Symmetry resolved entanglement in integrable field theories via form factor bootstrap

TL;DR

This paper develops a form factor bootstrap method to compute symmetry-resolved entanglement entropies in integrable quantum field theories, providing explicit results for models like the Ising and sinh-Gordon theories.

Contribution

It introduces a novel bootstrap approach for symmetry-resolved entanglement in integrable models and computes explicit universal functions for the Ising model.

Findings

Entanglement equipartition is generally expected in these models.

The first subleading correction breaking equipartition is identified.

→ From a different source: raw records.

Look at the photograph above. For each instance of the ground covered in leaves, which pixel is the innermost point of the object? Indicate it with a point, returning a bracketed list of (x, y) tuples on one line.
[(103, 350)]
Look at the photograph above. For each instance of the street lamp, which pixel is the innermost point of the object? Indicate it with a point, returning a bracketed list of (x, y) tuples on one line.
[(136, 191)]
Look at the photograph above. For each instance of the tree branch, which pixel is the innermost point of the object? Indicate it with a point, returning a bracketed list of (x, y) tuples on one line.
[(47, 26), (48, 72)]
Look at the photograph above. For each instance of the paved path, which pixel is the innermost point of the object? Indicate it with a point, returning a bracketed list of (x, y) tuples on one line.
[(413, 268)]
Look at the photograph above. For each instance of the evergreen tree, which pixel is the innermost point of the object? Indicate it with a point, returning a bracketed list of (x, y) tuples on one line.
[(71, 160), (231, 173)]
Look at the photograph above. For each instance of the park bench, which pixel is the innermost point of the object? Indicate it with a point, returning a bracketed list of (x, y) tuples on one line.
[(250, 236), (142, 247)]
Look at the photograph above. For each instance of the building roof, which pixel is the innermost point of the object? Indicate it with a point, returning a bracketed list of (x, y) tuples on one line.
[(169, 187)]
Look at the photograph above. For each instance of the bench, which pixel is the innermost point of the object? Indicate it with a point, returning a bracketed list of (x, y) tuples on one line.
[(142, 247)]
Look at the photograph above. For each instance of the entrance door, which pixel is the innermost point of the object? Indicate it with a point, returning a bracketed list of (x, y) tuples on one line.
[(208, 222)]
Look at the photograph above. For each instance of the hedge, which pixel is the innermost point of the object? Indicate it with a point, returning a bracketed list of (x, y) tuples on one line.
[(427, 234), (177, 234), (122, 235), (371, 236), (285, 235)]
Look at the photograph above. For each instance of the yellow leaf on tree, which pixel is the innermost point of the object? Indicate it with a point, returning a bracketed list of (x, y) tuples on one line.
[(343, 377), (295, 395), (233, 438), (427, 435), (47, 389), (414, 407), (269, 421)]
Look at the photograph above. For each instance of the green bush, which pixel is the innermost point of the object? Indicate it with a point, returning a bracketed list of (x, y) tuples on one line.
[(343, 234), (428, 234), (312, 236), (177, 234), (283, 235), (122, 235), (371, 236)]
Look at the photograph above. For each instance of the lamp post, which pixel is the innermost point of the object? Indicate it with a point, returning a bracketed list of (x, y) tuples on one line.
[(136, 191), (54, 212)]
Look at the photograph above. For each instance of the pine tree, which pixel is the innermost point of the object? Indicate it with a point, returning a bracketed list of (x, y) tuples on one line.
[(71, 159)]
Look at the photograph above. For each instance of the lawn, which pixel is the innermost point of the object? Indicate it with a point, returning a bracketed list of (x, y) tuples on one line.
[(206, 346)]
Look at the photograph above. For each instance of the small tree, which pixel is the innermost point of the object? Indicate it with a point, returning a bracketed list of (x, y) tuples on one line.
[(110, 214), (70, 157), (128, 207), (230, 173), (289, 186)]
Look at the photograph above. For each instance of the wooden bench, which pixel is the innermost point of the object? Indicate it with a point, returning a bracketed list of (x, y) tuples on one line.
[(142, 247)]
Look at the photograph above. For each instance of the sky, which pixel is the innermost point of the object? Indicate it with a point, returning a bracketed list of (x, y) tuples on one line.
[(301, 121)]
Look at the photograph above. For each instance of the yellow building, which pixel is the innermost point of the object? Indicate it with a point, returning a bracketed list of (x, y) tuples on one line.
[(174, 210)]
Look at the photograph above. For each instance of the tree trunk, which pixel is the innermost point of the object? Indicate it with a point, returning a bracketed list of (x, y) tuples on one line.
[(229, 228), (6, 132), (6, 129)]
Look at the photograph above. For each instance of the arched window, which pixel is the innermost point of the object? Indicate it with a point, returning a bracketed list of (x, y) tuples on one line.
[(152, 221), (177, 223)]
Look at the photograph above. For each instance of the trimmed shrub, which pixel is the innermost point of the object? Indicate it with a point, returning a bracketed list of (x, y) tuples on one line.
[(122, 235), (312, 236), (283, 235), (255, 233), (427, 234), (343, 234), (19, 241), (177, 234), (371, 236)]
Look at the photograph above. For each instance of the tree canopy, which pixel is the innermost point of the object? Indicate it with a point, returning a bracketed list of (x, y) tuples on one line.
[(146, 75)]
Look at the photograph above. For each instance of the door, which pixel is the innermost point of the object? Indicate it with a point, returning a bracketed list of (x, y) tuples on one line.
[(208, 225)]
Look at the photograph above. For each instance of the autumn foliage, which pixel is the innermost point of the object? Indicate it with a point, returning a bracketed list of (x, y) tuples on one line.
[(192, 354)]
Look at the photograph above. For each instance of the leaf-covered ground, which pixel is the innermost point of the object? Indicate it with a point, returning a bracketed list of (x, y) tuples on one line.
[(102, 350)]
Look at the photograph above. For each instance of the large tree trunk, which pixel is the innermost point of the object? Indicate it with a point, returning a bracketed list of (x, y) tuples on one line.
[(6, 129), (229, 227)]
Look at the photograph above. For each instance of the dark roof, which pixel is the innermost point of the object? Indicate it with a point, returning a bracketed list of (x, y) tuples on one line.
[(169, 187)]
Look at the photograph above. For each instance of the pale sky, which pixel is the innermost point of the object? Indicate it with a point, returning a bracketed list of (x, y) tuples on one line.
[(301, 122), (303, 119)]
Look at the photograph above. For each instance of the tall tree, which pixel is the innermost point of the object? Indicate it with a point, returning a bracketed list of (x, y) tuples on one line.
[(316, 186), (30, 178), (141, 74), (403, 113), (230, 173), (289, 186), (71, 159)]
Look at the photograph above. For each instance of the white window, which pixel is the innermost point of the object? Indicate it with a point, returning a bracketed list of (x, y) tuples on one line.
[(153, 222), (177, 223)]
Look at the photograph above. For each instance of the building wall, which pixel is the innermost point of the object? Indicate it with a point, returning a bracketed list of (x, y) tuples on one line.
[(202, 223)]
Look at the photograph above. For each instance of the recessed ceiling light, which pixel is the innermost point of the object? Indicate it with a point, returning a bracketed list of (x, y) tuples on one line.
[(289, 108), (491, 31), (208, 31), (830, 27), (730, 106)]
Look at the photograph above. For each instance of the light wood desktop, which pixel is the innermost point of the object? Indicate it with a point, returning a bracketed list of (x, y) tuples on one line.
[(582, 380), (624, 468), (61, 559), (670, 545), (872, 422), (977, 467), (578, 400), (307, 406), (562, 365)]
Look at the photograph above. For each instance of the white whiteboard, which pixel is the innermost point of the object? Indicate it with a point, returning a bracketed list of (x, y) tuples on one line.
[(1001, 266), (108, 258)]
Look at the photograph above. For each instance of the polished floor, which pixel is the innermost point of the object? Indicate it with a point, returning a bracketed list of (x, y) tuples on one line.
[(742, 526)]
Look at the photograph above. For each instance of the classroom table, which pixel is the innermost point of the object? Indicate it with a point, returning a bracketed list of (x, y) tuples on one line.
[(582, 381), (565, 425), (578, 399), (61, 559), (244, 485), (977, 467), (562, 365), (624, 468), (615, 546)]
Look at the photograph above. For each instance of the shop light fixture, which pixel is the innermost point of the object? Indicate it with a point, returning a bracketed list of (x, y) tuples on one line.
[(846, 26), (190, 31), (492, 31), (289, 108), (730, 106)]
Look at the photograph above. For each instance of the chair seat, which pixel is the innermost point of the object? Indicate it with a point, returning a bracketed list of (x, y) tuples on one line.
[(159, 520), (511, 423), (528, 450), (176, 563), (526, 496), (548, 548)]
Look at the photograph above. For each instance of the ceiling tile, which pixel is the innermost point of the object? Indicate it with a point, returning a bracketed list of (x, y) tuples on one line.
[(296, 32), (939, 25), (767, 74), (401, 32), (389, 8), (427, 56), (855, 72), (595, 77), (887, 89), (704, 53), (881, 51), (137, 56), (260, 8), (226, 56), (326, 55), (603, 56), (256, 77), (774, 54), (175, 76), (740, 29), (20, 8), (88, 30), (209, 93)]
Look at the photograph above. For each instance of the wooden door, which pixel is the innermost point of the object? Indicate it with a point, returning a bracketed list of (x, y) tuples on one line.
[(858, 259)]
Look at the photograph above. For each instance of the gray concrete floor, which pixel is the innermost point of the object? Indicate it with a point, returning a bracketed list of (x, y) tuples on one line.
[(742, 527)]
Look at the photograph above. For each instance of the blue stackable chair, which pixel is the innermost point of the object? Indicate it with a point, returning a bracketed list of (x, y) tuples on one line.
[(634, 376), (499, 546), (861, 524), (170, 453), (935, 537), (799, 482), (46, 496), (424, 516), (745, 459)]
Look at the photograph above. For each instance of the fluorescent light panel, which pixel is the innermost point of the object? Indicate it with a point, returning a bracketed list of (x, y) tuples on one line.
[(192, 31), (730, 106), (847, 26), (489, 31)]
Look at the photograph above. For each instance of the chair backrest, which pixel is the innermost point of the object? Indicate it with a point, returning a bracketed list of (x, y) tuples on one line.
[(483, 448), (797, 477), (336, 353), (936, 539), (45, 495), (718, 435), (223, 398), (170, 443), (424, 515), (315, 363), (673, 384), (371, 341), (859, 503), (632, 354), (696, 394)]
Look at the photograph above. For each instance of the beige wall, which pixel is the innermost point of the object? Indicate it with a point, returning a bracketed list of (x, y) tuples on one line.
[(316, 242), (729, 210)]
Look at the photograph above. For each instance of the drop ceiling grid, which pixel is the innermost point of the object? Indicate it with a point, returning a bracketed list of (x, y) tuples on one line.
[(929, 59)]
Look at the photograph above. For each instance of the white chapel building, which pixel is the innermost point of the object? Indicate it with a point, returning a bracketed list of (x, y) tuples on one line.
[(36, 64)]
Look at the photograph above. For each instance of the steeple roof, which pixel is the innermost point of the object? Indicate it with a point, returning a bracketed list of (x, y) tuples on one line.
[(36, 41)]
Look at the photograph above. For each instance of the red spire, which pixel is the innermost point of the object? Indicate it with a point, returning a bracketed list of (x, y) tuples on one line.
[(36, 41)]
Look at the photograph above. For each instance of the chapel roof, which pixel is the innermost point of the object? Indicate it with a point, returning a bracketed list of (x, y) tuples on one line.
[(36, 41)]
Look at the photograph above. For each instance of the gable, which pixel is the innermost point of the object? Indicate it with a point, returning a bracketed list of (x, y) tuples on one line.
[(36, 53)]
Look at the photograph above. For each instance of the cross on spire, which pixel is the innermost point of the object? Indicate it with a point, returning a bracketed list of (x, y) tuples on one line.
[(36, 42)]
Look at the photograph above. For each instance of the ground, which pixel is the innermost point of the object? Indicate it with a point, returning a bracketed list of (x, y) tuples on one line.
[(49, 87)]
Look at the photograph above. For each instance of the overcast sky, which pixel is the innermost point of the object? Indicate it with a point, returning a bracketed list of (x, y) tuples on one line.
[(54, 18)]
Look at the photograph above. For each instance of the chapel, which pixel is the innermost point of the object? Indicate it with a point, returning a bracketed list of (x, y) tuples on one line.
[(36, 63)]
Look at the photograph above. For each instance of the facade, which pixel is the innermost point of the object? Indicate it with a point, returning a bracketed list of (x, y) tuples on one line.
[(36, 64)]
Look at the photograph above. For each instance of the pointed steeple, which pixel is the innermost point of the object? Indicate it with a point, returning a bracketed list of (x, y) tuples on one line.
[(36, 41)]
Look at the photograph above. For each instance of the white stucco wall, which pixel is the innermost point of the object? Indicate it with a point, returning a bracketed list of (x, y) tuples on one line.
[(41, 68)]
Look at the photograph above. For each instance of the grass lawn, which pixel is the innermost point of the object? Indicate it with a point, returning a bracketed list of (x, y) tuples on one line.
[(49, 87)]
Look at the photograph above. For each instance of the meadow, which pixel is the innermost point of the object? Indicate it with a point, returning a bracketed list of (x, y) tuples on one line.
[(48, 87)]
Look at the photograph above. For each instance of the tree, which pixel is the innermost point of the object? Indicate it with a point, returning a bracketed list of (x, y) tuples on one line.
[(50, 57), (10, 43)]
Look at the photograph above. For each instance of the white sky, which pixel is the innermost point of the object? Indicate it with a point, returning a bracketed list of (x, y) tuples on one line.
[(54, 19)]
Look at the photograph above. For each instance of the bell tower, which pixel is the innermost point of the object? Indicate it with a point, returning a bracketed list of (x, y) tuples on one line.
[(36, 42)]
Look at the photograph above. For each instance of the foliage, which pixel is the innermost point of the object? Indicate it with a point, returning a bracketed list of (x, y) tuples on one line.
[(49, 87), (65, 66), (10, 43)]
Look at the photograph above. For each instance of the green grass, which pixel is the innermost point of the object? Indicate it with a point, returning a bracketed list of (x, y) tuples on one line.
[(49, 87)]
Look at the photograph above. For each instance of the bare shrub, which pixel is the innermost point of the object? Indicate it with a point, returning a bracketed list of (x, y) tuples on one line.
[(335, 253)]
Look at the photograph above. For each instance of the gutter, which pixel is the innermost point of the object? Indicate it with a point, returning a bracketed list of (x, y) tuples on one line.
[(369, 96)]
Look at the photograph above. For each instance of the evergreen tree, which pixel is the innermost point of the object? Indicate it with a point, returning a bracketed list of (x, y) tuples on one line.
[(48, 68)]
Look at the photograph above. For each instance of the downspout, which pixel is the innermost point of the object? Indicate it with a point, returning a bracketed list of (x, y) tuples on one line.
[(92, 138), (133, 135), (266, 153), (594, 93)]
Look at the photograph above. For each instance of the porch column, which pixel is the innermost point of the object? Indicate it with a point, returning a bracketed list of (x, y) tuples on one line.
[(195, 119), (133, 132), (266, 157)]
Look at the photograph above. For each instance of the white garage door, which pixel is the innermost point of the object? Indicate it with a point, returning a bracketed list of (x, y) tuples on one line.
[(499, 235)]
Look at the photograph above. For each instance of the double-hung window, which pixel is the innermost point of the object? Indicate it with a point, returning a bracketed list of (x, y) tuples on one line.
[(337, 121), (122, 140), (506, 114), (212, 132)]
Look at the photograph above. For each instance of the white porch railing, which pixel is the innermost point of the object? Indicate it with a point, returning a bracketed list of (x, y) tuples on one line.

Complete computation of symmetry-resolved von Neumann entropy for the Ising model is provided.

Abstract

We consider the form factor bootstrap approach of integrable field theories to derive matrix elements of composite branch-point twist fields associated with symmetry resolved entanglement entropies. The bootstrap equations are determined in an intuitive way and their solution is presented for the massive Ising field theory and for the genuinely interacting sinh-Gordon model, both possessing a $\mathbb{Z}_{2}$ symmetry. The solutions are carefully cross-checked by performing various limits and by the application of the $\Delta$-theorem. The issue of symmetry resolution for discrete symmetries is also discussed. We show that entanglement equipartition is generically expected and we identify the first subleading term (in the UV cutoff) breaking it. We also present the complete computation of the symmetry resolved von Neumann entropy for an interval in the ground state of the paramagnetic phase of the Ising model. In particular, we compute the universal functions entering in the charged and symmetry resolved entanglement.